I am trying to find if the following inequality is correct or not
\begin{align} f_a(x) \le f_b(x), \forall x\in \mathbb{R} \end{align} for $0<a\le b$, where \begin{align} f_a(x)= \frac{\gamma \left( \frac{1}{a}, \frac{|x|^a}{2} \right)}{\Gamma \left( \frac{1}{a} \right)}, \end{align}
and where the gamma functions are defined as follows \begin{align} \Gamma\left(x \right)= \int_0^\infty t^{x-1} e^{-t} dt, \\ \gamma(x,s) = \int_0^s t^{x-1}\,e^{-t}\,dt. \end{align}
I tried some simulation and this inequality seems to hold.
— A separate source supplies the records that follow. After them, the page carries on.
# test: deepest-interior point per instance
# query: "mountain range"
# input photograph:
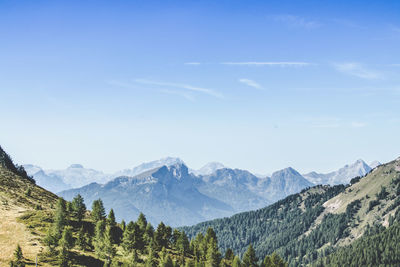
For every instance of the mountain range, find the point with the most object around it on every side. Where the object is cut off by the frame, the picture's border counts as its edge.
(357, 224)
(166, 185)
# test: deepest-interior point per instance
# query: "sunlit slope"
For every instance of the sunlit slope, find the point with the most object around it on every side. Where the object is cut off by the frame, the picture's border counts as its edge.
(19, 196)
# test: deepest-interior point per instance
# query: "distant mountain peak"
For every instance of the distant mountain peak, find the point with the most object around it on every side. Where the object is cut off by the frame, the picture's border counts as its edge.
(75, 166)
(374, 164)
(341, 176)
(285, 172)
(209, 168)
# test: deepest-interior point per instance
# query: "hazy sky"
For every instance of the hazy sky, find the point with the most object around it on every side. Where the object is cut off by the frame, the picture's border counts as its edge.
(257, 85)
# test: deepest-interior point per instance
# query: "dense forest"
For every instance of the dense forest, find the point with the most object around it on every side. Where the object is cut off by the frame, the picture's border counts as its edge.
(279, 226)
(73, 229)
(379, 246)
(295, 231)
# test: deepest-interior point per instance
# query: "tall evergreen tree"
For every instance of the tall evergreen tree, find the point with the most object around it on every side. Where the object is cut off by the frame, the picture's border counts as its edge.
(81, 240)
(111, 219)
(160, 236)
(66, 243)
(109, 250)
(18, 258)
(99, 238)
(213, 256)
(166, 261)
(60, 219)
(142, 222)
(249, 257)
(236, 262)
(98, 211)
(79, 207)
(229, 255)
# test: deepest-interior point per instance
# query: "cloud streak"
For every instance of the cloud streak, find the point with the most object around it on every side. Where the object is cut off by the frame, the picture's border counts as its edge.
(186, 87)
(358, 70)
(269, 63)
(296, 21)
(250, 83)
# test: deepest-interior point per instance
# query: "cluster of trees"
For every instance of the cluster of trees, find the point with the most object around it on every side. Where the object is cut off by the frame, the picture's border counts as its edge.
(280, 227)
(6, 162)
(137, 243)
(18, 258)
(378, 247)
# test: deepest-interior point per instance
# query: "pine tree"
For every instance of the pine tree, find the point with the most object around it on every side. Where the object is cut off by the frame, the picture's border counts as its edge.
(182, 244)
(60, 218)
(98, 211)
(66, 243)
(166, 261)
(249, 257)
(111, 219)
(151, 261)
(99, 238)
(142, 222)
(175, 236)
(18, 258)
(274, 261)
(123, 225)
(109, 248)
(81, 241)
(148, 234)
(213, 256)
(160, 236)
(236, 262)
(229, 255)
(78, 207)
(51, 240)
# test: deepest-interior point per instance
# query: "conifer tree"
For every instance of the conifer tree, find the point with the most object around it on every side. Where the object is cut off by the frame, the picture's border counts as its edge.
(213, 256)
(182, 244)
(160, 236)
(18, 258)
(175, 236)
(142, 222)
(111, 218)
(148, 234)
(166, 261)
(98, 211)
(99, 238)
(151, 261)
(79, 207)
(249, 257)
(229, 255)
(132, 238)
(60, 218)
(123, 225)
(81, 241)
(109, 250)
(236, 262)
(66, 243)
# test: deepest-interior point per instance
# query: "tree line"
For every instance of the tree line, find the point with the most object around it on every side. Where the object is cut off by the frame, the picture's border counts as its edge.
(136, 243)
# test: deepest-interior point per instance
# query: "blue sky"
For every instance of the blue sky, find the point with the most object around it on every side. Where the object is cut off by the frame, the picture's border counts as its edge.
(258, 85)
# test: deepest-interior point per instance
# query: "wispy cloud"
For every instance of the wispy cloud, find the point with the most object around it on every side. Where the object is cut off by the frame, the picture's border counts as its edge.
(357, 124)
(250, 83)
(296, 21)
(186, 87)
(269, 63)
(358, 70)
(186, 95)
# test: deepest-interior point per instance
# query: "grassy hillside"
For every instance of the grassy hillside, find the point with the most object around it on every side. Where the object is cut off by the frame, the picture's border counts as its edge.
(19, 197)
(54, 232)
(315, 222)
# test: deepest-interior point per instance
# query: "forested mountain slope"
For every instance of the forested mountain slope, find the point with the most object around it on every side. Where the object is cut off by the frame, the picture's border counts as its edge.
(37, 226)
(315, 222)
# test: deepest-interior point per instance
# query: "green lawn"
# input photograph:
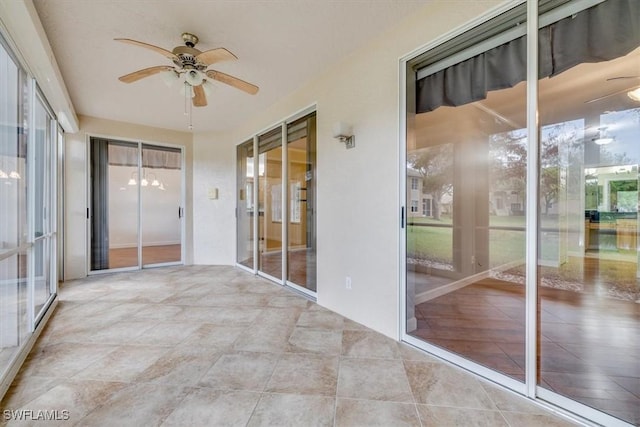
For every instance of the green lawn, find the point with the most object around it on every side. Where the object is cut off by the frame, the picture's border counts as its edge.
(436, 243)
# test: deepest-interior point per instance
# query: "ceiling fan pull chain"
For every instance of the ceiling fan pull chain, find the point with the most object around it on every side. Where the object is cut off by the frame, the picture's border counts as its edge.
(186, 97)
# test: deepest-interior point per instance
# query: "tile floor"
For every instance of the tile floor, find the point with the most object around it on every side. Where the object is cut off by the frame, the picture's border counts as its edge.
(202, 345)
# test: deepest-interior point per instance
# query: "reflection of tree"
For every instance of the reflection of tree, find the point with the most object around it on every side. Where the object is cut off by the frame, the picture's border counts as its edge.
(508, 154)
(435, 165)
(508, 161)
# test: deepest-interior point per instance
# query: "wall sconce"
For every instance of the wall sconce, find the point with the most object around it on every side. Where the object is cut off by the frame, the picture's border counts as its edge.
(343, 133)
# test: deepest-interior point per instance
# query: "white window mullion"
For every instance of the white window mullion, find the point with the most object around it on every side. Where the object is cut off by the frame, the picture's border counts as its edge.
(284, 203)
(532, 201)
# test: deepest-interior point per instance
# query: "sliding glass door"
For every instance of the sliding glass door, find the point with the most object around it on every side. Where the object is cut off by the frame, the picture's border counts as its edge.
(28, 202)
(136, 209)
(245, 205)
(301, 232)
(521, 233)
(270, 203)
(160, 190)
(276, 203)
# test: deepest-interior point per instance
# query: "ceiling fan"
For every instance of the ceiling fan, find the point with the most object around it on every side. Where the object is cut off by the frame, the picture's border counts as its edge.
(190, 66)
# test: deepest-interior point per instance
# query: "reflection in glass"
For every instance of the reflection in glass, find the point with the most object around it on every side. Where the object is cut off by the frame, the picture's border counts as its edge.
(161, 212)
(466, 230)
(589, 287)
(270, 203)
(114, 204)
(244, 205)
(301, 253)
(42, 179)
(13, 307)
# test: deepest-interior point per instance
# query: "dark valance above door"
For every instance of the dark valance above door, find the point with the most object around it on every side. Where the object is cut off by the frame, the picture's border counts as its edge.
(603, 32)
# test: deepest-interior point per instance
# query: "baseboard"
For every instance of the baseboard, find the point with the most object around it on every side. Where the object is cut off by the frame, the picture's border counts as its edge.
(459, 284)
(145, 244)
(450, 287)
(412, 324)
(21, 356)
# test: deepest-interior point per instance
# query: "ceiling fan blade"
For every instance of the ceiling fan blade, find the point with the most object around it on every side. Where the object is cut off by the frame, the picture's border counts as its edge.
(623, 78)
(145, 72)
(233, 81)
(164, 52)
(200, 98)
(600, 98)
(212, 56)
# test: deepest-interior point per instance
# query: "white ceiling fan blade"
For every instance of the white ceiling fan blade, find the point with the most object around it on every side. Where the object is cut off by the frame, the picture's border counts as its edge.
(199, 98)
(145, 72)
(156, 49)
(212, 56)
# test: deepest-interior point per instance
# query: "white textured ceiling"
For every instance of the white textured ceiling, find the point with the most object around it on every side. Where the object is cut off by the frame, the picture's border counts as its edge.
(280, 45)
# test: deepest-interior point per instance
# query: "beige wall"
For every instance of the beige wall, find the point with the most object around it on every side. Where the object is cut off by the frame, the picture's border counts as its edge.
(76, 181)
(358, 189)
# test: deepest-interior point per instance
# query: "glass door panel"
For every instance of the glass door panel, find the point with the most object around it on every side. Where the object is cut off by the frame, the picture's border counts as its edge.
(589, 291)
(270, 203)
(114, 204)
(301, 249)
(161, 211)
(244, 205)
(41, 174)
(465, 230)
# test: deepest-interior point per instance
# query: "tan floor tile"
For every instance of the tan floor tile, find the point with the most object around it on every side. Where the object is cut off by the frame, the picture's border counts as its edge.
(306, 340)
(305, 374)
(369, 344)
(76, 398)
(64, 360)
(240, 371)
(214, 408)
(136, 405)
(180, 366)
(535, 420)
(123, 364)
(373, 379)
(350, 412)
(282, 410)
(459, 417)
(216, 336)
(438, 384)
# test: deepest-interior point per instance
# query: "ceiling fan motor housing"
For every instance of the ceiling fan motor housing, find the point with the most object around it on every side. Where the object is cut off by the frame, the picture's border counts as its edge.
(194, 77)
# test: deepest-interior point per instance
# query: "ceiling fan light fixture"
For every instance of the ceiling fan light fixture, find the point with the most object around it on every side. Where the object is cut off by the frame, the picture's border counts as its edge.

However, I can not show it.
This inequality can also be seen as a monotonicity result in terms of a variable $a$ for $f_a(x)$.
Simulation, results seem to suggest the inequality is true, see the figure below (on the figure x-axis is $x$).
Thanks.
We may assume WLOG $x>0$ and consider that:
$$ f_a(x) = \frac{\int_{0}^{x^a/2}t^{1/a-1}e^{-t}\,dt}{\int_{0}^{+\infty}t^{1/a-1}e^{-t}\,dt}=\frac{\int_{0}^{x}e^{-t^a/2}\,dt}{\int_{0}^{+\infty}e^{-t^a/2}\,dt}$$ so the inequality $f_a\leq f_b$ boils down to: $$ \int_{0}^{x}e^{-t^a/2} dt \int_{0}^{+\infty} e^{-s^b/2}\,ds \leq \int_{0}^{x} e^{-s^b/2}\,ds \int_{0}^{+\infty}e^{-t^a/2}\,dt $$ or to: $$ \int_{0}^{x}\int_{0}^{+\infty}\exp\left(-\frac{t^a+s^b}{2}\right)\,ds\,dt \leq \int_{0}^{x}\int_{0}^{+\infty}\exp\left(-\frac{t^a+s^b}{2}\right)\,dt\,ds $$ that is trivial due to the monotonicity of the argument of the exponential and the transformation $(s,t)\mapsto (t,s)$.